From WikiChip
Xiaomi - Microarchitectures - Phytium
< phytium
Revision as of 23:00, 1 May 2018 by Inject (talk | contribs) (Physical Design)

Edit Values
Xiaomi µarch
General Info
Arch TypeCPU
DesignerPhytium
ManufacturerTSMC
Introduction2017
Process28 nm
Pipeline
TypeSuperscalar
SpeculativeYes
Reg RenamingYes
Instructions
ISAARMv8
Cache
L1I Cache32 KiB/Core
L1D Cache32 KiB/Core
L2 Cache4 MiB/Panel
L3 Cache16 MiB/CMC
Cores
Core NamesFTC660,
FTC661

Xiaomi is an ARM microarchitecture designed in-house by Phytium for their consumer market and server-based microprocessors.

Brands

Codename Brand Description
Mars FT-2000
  • High performance
  • High bandwidth, Large memory
  • High bandwidth I/O
  • Large scale cache coherency
Earth FT-1500A
  • Moderate performance
  • High power efficiency
  • High density computing
  • Low cost

Architecture

Overview

  • Fully ARMv8 compatible
    • Support AArch32 and AArch64 modes
    • EL0-EL3 supported
    • ASIMD-128
  • 28 nm process
  • Scalable design
    • 4 to 64 cores
  • Mesh topology network-on-chip
  • Panel-based (grid) architecture
  • Global cache coherency
  • 2x DDR3-1600 channels per panel
  • 2x 16-lane PCIe 3.0

Panel Architecture

xiaomi panel-based data affinity architecture.png

Phytium organizes their processors using a grid-layout they call Panels they call Panel-based data affinity architecture. Each panel consists of 8 independent ARMv8-compatible cores. Phytium "Mars" processor consists of 8 such panels for a total of 64 cores. Panels are interconnected with a 2-dimensional mesh network-on-a-chip level 2 cache with 4 MiB per panel for a total of 32 MiB.

In addition to the main die, Mars uses an additional Cache & Memory chips (CMC) auxiliary chips. "Mars" uses 8 such chips connected to the main die providing 16 MiB of level 3 cache for a total of 128 MiB as well as 8 dual-channel DDR3-1600 memory controllers for a total maximum bandwidth of 204 GiB/s. Mars also provides two 16-lane PCIe 3.0 interfaces. The chips incorporates ECC and parity protection on all caches, tags, and TLBs.

Panel

Each Panel consists of 8 cores - each ARMv8-compatible, supporting AArch32 and AArch64 modes, Exception Levels EL0-EL3, as well as ASIMD-128 operations. Each core has its own inclusive L1 cache and a shared L2 cache (4 MiB per panel). Each panel contains two Directory Control Units (DCU) which are in charge of maintaining directory-based cache coherency and one routing cell for managing the inter-panel communication.

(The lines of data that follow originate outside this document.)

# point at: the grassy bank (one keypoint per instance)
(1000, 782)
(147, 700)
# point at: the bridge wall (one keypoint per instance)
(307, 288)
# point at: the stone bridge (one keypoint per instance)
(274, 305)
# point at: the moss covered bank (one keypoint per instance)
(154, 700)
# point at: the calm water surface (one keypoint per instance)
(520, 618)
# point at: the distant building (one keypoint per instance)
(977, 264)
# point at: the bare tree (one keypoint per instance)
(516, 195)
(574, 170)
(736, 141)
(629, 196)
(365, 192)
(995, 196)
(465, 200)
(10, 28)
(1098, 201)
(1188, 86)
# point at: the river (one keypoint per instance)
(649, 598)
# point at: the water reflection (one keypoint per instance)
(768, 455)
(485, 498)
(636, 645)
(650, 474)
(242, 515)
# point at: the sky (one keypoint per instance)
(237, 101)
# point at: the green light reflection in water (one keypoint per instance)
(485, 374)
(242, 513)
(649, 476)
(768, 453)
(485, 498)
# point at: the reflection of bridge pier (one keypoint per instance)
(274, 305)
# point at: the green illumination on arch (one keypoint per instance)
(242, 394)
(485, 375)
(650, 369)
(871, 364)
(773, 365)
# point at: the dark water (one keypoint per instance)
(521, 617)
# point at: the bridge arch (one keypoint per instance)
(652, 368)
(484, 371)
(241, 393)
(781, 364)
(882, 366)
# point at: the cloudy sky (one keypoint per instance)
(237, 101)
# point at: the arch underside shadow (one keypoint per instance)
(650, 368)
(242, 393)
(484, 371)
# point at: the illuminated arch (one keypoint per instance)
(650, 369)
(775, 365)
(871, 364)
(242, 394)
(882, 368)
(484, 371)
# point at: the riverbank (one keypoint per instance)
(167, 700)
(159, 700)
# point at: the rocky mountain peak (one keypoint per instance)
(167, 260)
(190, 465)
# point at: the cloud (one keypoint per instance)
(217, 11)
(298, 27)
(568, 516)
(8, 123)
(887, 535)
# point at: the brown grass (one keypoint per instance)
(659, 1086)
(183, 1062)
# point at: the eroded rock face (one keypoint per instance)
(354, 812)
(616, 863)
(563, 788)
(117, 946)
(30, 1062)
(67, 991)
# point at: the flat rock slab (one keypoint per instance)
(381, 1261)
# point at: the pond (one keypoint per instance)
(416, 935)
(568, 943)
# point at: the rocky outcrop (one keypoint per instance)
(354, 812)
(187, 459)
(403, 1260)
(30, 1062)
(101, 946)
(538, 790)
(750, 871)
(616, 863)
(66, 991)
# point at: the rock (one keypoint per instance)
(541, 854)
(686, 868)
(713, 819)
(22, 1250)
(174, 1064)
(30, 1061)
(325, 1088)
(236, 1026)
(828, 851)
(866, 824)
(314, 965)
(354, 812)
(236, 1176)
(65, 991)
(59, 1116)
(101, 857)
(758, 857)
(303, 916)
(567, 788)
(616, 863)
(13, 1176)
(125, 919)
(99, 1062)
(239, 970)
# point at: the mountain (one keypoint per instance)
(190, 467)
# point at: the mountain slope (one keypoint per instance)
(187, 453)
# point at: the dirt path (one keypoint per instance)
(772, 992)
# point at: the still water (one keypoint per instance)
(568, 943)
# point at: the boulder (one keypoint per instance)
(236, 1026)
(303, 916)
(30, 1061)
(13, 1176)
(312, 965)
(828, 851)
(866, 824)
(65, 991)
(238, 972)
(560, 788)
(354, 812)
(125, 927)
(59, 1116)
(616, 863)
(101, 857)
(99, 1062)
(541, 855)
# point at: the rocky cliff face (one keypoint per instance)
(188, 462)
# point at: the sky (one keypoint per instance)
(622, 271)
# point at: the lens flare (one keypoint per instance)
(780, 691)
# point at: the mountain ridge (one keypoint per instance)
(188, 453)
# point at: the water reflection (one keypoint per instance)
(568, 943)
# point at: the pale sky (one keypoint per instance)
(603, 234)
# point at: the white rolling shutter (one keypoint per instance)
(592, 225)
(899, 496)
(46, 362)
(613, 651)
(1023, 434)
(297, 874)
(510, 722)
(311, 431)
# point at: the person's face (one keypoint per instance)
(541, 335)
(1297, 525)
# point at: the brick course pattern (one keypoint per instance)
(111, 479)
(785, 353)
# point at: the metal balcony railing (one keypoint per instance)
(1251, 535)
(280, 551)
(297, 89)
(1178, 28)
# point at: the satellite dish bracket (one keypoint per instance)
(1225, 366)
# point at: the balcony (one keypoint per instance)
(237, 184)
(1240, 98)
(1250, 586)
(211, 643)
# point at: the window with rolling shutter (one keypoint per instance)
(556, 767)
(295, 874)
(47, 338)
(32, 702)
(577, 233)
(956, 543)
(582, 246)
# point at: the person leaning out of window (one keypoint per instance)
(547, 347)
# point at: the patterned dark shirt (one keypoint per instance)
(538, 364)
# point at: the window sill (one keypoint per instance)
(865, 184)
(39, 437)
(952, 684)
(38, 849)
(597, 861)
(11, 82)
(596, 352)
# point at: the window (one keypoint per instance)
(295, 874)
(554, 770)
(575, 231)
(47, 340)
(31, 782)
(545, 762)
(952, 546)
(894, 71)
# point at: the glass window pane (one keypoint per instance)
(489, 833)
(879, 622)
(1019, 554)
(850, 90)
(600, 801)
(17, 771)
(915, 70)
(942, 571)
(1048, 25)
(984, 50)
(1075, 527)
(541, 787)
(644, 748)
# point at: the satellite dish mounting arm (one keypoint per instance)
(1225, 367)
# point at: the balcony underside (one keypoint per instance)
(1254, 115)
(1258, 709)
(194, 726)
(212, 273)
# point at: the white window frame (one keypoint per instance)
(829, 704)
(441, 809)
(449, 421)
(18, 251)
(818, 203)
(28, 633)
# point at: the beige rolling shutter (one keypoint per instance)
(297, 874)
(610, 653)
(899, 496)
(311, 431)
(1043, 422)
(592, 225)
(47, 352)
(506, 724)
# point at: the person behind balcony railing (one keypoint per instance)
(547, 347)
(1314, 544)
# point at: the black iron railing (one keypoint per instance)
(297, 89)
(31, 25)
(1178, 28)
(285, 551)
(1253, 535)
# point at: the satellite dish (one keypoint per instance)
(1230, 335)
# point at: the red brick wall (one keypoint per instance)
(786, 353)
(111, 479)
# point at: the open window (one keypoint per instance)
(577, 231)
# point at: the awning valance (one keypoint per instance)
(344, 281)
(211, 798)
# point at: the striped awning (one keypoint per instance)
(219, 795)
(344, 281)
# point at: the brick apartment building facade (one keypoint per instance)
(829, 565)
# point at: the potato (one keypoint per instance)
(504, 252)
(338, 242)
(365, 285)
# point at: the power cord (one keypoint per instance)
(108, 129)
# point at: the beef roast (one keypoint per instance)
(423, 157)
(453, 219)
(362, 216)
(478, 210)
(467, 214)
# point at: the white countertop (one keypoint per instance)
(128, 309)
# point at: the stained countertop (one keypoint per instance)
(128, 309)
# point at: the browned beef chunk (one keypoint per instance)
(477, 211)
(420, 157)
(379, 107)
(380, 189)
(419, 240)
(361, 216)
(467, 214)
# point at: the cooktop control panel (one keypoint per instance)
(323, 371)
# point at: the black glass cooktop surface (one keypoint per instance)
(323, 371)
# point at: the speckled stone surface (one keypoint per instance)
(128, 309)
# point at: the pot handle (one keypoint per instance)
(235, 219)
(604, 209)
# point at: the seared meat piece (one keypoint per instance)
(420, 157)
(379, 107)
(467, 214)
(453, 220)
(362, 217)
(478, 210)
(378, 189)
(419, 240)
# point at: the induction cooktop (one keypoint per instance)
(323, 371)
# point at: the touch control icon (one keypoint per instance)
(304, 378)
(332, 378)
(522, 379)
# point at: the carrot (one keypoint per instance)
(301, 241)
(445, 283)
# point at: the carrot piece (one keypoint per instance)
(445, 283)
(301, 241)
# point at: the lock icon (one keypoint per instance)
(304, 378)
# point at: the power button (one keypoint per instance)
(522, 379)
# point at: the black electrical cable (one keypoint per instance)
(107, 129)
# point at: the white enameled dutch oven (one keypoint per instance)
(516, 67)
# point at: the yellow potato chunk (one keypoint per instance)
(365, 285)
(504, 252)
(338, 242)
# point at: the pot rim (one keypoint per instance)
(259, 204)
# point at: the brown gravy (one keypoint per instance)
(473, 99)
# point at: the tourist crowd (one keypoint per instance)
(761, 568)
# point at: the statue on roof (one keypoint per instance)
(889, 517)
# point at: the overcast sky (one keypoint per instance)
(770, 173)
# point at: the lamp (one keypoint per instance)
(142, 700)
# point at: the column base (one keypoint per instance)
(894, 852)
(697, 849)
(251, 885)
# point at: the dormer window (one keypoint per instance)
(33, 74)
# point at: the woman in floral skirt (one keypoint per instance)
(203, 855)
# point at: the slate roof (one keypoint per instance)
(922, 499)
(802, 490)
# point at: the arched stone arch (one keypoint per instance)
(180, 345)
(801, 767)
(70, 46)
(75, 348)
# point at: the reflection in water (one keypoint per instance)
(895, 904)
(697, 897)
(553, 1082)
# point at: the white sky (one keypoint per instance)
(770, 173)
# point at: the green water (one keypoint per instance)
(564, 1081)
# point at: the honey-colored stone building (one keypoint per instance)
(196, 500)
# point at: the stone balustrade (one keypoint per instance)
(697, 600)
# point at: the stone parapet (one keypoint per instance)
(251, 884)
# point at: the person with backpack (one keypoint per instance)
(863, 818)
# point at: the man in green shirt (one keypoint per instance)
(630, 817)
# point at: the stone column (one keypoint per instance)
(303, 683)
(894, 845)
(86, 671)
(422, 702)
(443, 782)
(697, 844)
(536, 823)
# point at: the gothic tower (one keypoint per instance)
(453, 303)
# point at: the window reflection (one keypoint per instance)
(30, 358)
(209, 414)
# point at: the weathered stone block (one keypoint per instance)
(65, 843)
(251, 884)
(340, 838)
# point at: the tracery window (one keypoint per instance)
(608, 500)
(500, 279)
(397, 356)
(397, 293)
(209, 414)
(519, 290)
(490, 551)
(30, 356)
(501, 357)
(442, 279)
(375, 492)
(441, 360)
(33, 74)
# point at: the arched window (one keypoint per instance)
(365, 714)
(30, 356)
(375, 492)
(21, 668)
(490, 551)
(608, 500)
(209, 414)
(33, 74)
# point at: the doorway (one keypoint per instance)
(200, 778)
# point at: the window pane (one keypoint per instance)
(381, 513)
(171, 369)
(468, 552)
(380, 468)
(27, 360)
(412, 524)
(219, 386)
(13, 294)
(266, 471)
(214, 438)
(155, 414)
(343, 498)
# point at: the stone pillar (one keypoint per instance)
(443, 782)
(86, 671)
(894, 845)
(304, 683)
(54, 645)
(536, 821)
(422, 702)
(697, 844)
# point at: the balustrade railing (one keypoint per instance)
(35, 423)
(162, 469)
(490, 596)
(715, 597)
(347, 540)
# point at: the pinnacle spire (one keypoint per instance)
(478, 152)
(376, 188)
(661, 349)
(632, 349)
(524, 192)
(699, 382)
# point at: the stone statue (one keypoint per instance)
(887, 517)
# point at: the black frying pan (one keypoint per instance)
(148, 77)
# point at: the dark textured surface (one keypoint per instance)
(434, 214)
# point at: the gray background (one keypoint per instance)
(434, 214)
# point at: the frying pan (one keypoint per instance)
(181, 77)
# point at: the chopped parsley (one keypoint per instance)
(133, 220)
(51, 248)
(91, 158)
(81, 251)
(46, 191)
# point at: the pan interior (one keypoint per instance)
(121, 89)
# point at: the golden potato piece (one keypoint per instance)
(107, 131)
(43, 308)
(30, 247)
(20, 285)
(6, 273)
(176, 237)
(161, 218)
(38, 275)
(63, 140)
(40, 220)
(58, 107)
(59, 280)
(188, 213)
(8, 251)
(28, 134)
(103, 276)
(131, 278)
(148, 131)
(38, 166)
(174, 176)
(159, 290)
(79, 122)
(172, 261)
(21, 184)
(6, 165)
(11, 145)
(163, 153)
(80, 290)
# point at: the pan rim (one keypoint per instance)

On TSMC's 28 nm process, a panel is 6,000 µm x 10,600 µm (63.6 mm²).

xiaomi panel.png   xiaomi panel die (28nm).png

Cache & Memory Chip (CMC)

xiaomi cmc.png

The solve the complexity involved in having more than eight memory controllers on a chip, Xiaomi uses a coupled auxiliary Cache & Memory Chip (CMC) to scale the bandwidth with computing power. In the case of Phytium "Mars" chip which contains 64 cores on 8 panels, eight CMC chips are used which provides 16 DDR3 controllers (8x2) along with 16 MiB of data L3 cache and 2 MiB of data ECC. Phytium proprietary interface is used between the processor and the CMC chip.

xiaomi latency.png
Memory access Latency(ns)
Local L1 cache hit ~2
Local L2 cache hit ~8
Affinitive L2 cache hit ~20
Affinitive L3 cache hit ~36
Affinitive DDR access ~70
  • Panel & NoC operates @ 2 GHz
  • CMC operates @ 1.5 GHz

Block Diagram

xiaomi block diagram.svg

Memory Hierarchy

  • Cache
    • ECC and parity protection on all caches, tags, and TLBs
    • L1I Cache
      • 32 KiB
    • L1D Cache
      • 32 KiB
      • 4 cycles for fastest load-to-use
    • L2 Cache
    • L3 Cache

Pipeline

Each Xiaomi core is an ARMv8-compatible core implemented as a superscalar, out-of-order, 4-decode/4-dispatch pipeline with a hybrid branch prediction.

Front End

The front-end consists of the instruction caches & prefetches, fetching of instructions, and decoding. Xiaomi cores contain a 32 KiB L1 instruction cache with a prefetcher designed to reduce caches misses. On hits, 2 cycles are required for retrieval of instructions from the L1. Xiaomi has a hybrid branch predictor made of a TAGE predictor and a 512-entry indirect predictor. The BP unit also has a 48-entry Return Address Stack (RAS) for speculative subroutine return and a 2K-entry BTB. Up to four instructions can be fetches each cycle into the instruction buffer which is 32 entries in size.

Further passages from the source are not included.